De ces détails, peu auraient normalement retenu l'attention du spectateur s'ils n'avaient pas été ainsi mis en scène, s'il n'y avait pas eu un plan pour le livre, dix plans de gourdes d'eau, une cinquantaine de plans de robe et bien d'autres soucis du détail disséminés à travers l’oeuvre. Comme l’oeil de Depardon sait exactement à quelle vitesse se couche le soleil en Afrique (il nous en fait la démonstration dans un magnifique plan d'horizon - ailleurs cliché, ici le plus envoûtant depuis
L'Atlantide de
Jacques Feyder), comme le regard des grands photographes sait nous entraîner à mieux voir,
La captive du désert se structure comme une succession de plans fixes finement composés. Aucun mouvement de caméra, que de la stabilité et pas même des panoramiques. Les photographies s'animent et montrent le désert, son vent et sa lumière fluctuent lentement sur le visage de Bonnaire. Chaque image est l'occasion d'un cadre unique, jamais répété, autant dans la composition que dans l'espace spatio-temporel. Seuls de rares champs-contrechamps se dénichent ici et là. Leur apparente rareté évoque une réflexion du regard plutôt qu'une facilité, voire un raccourci de la mise en scène qui n'oublie jamais la rigueur qu'elle a tenté de nous inculquer depuis le premier plan.

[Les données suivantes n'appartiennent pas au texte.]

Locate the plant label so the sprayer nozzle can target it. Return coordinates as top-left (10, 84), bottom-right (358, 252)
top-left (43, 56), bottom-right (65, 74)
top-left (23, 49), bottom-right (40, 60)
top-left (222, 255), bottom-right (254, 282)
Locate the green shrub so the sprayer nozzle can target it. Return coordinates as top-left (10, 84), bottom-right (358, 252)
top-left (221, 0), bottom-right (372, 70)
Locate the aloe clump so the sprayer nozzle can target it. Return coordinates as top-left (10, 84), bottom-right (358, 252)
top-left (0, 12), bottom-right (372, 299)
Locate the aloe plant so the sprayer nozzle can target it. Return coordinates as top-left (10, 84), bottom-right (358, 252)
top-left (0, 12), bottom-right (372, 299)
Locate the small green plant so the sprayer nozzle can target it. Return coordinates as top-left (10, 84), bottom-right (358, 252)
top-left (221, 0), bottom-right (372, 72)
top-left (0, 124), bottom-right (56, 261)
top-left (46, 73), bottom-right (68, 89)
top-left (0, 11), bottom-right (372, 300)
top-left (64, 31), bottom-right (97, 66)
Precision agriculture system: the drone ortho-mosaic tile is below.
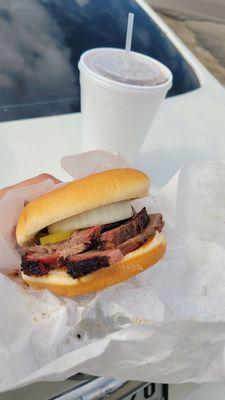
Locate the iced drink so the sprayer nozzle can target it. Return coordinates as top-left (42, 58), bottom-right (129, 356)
top-left (78, 48), bottom-right (172, 161)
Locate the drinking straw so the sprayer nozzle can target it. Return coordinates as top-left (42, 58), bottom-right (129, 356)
top-left (125, 13), bottom-right (134, 53)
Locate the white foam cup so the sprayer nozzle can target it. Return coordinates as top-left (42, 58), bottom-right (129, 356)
top-left (78, 48), bottom-right (172, 161)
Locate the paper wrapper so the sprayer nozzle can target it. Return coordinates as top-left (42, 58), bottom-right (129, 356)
top-left (0, 152), bottom-right (225, 391)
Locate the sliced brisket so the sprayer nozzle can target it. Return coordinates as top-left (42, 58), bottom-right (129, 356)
top-left (21, 208), bottom-right (164, 279)
top-left (21, 253), bottom-right (59, 276)
top-left (64, 249), bottom-right (123, 279)
top-left (117, 213), bottom-right (164, 255)
top-left (100, 207), bottom-right (149, 249)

Chaque plan, disions-nous, est donc l'occasion d'un micro-récit s'inscrivant à son tour dans le macro-récit du film et, en quelque sorte, la grande beauté de
La captive du désert, c'est que toutes ses « photographies » se suffisent en elles-mêmes. Chacune d'elles cache une histoire qu'il nous reste à découvrir, car absolument rien ne nous est dit alors qu'absolument tout nous est montré. Ici, il n'y a pas de mirage et comme dans les grandes histoires d'ingénues faisant face à l'immensité d'un territoire à découvrir, à conquérir (de
The Wind de Victor Sjöstrom à
The Big Sky d’Howard Hawks - certains le connaîtront mieux sous son titre français,
La captive aux yeux clairs), car une nouvelle cartographie du pays comme de la civilisation s'écrit à travers le regard hagard d'une femme.
Cette reconquête de l'image africaine, Depardon la fait avec une douceur et un calme que l'on aura rarement observés d'un Occidental qui ne fait du continent ni le théâtre d'un conflit qui lui est foncièrement étranger, ni le berceau de l'humanité - appellation exotique, d'autant plus problématique parce que toujours aussi prégnante dans l'imaginaire populaire. Loin de la magie poétique des nouveaux auteurs africains (
Mahamat Saleh Haroun,
Abderrahmane Sissako) ou des anciens (
Souleymane Cissé, Idrissa Ouedraogo), loin de la satire politique (
Sembène Ousmane,
Cheick Oumar Sissoko), Depardon n'est pas non plus l'anthropologue qu'était Jean Rouch. En fait, sa maîtrise et sa connaissance des lieux acquise au fil de nombreuses expéditions en Afrique semblent avoir matelassé sa chaise de cinéaste et rendu l'exercice d'un tournage en désert plus confortable, plus propre à lui trouver une poésie de l'ordre de l'immanence plutôt que de la fascination rapidement révolue d'un premier coup d’oeil. C'est un peu de ce regard de vétéran qui transparaît dans
La captive du désert, un peu de cet amour des lieux, de cette compréhension des peuples qui participait à la création et à la diffusion de nouvelles images africaines... Combien y en a-t-il eu depuis?